El pitido final de Capdeville convertía de nuevo a Italia en campeona del mundo.

Nada importaba. Ni la Copa Jules Rimé, ni ser bicampeones del mundo, ni la alegría del Duce, ni la decepción de Paris, ni el llanto húngaro...

 

Los brazos se alzaban al cielo, unos reclamando la gloria, otros simplemente agradeciendo al Altísimo su ayuda. Exhaustos, victoriosos y en un mar de lágrimas, Italia volvía a levantar la Copa del Mundo frente a una nube de fotógrafos que llevarían aquella instantánea a todos los rincones del planeta.

 

Los jugadores italianos no habían ganado el Mundial... se habían ganado la vida.

 

 

 

                                                       EPÍLOGO:

 

En el vestuario húngaro las caras largas y la decepción campaban a sus anchas. Una generación de deportistas única,  llamada a la gloria de ser campeona del mundo, se volvería de vacío a Budapest, aplastada por la incontestable fe en la victoria de los italianos.

Botas esparcidas por el suelo, trozos de barro y césped desperdigados, toallas y camisetas rojas arrojadas al banco con la furia de quien se siente vencido en la oportunidad más grande que le brinda la vida... aquella que nunca más volverá.

De nada servían las palabras de ánimo de los dos entrenadores. Eran palabras huecas, vacías, simples sonidos sin corazón que no atemperaban la profunda tristeza que atenaza el alma del vencido.

Podrían venir nuevas ocasiones. Futuros días de gloria que endulzaran sinsabores y recompensaran el esfuerzo realizado. Pero aquella ocasión en concreto, la de junio de 1938 ya no volvería. Tenía dueño italiano.

Ahora el fascismo haría bandera de aquella victoria en campo enemigo, para insuflar fuerzas a su causa y demostrar la superioridad de la que tanto presumían. El horizonte de guerra era un hecho para todos, y aquella primera batalla, en la que los uniformes eran de colores vivos, y el único proyectil un balón de fútbol, había proclamado vencedor al infame.

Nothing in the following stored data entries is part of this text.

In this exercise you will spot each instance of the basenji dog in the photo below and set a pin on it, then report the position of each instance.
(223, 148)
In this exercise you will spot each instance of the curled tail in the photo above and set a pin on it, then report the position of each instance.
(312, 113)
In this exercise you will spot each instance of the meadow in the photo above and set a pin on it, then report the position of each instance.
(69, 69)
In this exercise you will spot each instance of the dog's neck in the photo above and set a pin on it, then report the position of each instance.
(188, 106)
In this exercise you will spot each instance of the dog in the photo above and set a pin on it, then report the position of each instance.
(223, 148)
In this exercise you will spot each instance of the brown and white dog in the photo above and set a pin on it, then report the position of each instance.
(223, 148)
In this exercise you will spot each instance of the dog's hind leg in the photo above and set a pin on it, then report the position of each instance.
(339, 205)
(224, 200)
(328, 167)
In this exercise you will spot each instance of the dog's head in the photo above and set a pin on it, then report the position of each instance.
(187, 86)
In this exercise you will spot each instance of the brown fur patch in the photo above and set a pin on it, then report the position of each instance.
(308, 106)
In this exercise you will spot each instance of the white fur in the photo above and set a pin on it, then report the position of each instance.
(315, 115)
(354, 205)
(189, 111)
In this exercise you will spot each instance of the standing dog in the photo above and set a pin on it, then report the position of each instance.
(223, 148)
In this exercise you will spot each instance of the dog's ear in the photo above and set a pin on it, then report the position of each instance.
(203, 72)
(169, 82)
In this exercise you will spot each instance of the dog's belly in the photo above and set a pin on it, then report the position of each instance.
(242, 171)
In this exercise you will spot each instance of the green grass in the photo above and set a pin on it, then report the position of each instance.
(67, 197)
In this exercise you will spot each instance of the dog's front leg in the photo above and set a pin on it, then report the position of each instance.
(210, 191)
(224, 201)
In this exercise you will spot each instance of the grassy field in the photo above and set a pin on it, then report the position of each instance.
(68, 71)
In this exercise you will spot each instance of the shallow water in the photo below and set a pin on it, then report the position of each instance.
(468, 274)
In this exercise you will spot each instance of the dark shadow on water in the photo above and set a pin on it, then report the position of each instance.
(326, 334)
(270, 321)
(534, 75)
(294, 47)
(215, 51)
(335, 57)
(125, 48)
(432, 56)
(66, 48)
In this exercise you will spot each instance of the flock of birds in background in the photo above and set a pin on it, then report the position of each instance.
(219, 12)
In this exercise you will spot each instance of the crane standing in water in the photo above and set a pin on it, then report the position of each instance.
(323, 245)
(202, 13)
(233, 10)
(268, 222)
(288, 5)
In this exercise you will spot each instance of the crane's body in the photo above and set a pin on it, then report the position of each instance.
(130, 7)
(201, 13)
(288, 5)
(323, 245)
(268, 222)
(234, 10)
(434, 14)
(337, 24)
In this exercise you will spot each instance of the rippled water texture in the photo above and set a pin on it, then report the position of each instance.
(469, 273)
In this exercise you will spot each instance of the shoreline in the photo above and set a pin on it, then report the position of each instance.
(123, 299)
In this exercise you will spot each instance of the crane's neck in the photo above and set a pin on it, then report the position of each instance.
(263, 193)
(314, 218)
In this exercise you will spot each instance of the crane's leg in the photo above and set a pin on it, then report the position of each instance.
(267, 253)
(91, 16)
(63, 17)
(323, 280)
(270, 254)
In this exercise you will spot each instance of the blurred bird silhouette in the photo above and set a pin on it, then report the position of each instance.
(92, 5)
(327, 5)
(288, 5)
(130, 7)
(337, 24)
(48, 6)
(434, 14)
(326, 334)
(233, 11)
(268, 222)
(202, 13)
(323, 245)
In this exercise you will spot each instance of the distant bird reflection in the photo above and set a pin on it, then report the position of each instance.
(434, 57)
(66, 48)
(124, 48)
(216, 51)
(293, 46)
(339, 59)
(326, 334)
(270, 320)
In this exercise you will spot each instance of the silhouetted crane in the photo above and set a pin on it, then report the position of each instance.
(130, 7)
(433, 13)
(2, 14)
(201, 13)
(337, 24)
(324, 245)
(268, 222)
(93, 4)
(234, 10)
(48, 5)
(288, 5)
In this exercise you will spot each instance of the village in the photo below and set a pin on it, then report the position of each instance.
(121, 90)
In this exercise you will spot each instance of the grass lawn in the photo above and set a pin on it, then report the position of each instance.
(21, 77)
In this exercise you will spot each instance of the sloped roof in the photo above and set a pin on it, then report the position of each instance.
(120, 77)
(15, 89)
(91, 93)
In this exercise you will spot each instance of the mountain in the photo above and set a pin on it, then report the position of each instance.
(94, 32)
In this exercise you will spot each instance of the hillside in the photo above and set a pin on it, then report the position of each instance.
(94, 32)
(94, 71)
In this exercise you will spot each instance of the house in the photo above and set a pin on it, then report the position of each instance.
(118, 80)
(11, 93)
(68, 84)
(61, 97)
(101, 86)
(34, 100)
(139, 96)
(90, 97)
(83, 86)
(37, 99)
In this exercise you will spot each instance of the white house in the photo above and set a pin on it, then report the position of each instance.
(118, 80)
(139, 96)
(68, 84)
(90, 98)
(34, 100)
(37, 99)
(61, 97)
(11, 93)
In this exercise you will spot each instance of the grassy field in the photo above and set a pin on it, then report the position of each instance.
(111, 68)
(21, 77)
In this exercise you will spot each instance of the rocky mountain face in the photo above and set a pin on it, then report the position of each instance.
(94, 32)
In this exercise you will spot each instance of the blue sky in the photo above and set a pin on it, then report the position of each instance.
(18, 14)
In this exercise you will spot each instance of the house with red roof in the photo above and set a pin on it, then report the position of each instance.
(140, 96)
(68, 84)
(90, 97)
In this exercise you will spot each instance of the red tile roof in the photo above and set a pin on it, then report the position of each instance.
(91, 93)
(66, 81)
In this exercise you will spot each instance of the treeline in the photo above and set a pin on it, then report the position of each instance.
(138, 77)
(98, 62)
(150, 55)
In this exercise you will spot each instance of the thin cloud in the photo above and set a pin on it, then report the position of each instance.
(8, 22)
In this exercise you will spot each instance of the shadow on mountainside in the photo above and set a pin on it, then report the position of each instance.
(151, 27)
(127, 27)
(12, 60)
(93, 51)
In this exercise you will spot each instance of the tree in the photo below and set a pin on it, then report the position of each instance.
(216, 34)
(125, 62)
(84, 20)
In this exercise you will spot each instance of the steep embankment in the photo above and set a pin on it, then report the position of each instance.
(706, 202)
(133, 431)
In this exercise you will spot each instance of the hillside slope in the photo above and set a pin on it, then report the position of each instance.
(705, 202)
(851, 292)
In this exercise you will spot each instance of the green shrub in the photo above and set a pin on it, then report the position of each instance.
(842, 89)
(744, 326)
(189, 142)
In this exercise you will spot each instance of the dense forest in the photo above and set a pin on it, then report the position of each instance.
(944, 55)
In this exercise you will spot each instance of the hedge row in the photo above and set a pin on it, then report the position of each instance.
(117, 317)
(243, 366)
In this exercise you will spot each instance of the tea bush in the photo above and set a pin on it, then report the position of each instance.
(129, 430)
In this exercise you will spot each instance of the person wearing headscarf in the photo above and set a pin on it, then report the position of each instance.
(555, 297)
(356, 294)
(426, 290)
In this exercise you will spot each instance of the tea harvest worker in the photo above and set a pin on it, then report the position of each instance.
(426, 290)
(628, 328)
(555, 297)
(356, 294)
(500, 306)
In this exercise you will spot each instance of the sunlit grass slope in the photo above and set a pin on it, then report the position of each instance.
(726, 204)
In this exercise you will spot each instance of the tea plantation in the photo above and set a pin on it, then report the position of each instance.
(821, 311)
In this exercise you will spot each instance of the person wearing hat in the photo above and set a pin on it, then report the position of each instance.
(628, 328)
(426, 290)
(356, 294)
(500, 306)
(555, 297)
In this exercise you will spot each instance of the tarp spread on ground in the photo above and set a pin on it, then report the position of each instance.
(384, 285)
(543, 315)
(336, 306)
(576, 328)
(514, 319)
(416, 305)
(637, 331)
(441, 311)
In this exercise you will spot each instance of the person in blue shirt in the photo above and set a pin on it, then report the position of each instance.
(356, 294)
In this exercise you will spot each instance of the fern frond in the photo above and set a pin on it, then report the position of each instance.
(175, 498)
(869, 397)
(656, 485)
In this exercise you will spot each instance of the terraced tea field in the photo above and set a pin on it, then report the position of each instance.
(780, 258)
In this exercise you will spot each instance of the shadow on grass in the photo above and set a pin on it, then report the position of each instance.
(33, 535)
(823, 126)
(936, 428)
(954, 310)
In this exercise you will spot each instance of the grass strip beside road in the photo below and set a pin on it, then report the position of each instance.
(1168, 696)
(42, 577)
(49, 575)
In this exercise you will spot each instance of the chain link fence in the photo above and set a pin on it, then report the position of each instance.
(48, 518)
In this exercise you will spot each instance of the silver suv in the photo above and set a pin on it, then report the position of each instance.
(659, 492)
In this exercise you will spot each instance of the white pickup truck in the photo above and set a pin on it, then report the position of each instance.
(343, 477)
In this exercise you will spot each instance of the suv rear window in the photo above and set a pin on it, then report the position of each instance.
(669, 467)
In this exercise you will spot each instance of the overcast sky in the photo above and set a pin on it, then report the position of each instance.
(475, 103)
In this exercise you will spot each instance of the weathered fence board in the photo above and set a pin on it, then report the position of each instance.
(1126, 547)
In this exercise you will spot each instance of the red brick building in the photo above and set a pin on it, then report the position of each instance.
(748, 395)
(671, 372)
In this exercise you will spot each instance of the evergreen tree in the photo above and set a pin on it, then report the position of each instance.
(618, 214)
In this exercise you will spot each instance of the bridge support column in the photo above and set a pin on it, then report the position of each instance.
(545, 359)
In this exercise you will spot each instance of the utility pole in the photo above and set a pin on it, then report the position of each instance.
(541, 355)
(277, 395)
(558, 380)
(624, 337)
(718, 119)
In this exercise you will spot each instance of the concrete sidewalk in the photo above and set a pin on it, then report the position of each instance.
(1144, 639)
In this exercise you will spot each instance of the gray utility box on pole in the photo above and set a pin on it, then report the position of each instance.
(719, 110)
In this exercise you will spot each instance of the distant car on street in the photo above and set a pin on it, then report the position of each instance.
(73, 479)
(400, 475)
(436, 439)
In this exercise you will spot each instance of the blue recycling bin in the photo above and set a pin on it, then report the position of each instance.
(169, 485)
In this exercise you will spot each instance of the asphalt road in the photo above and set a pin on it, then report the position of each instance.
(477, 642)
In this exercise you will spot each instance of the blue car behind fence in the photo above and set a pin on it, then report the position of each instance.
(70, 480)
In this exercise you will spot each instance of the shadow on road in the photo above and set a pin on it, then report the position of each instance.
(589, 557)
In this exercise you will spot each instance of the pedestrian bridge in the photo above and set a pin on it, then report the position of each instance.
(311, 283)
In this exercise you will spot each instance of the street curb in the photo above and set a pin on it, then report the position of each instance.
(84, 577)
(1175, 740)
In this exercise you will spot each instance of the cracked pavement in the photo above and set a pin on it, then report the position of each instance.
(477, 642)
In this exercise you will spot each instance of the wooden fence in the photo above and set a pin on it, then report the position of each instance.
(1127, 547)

El desconsolado llanto general solo encontraba su contrapunto en Antal Szabó, el portero, que al contrario que sus compañeros, esbozaba una tímida y nada disimulada sonrisa que llamó la atención del defensa Sandor Biro, que vino a sentarse junto a él. Para Antal aquello no había sido más que una contienda puramente deportiva, ajena a los tintes políticos que la prensa mundial se había empeñado en otorgarle. Un choque entre dos equipos de deportistas sin más ambición que ganar... y reunirse con sus familias antes de que estallase la Guerra.

—¿Por qué sonríes, Antal? —le preguntó Sandor extrañado y con los ojos completamente enrojecidos.

Szabó inspiró profundamente y, apoyando su mano en el hombro del bravo defensa  le contestó en un susurro, recordando lo que había oído antes del partido, escondido junto a la puerta del vestuario italiano:

—Amigo, porque me han metido cuatro goles... pero se han salvado las primeras once vidas.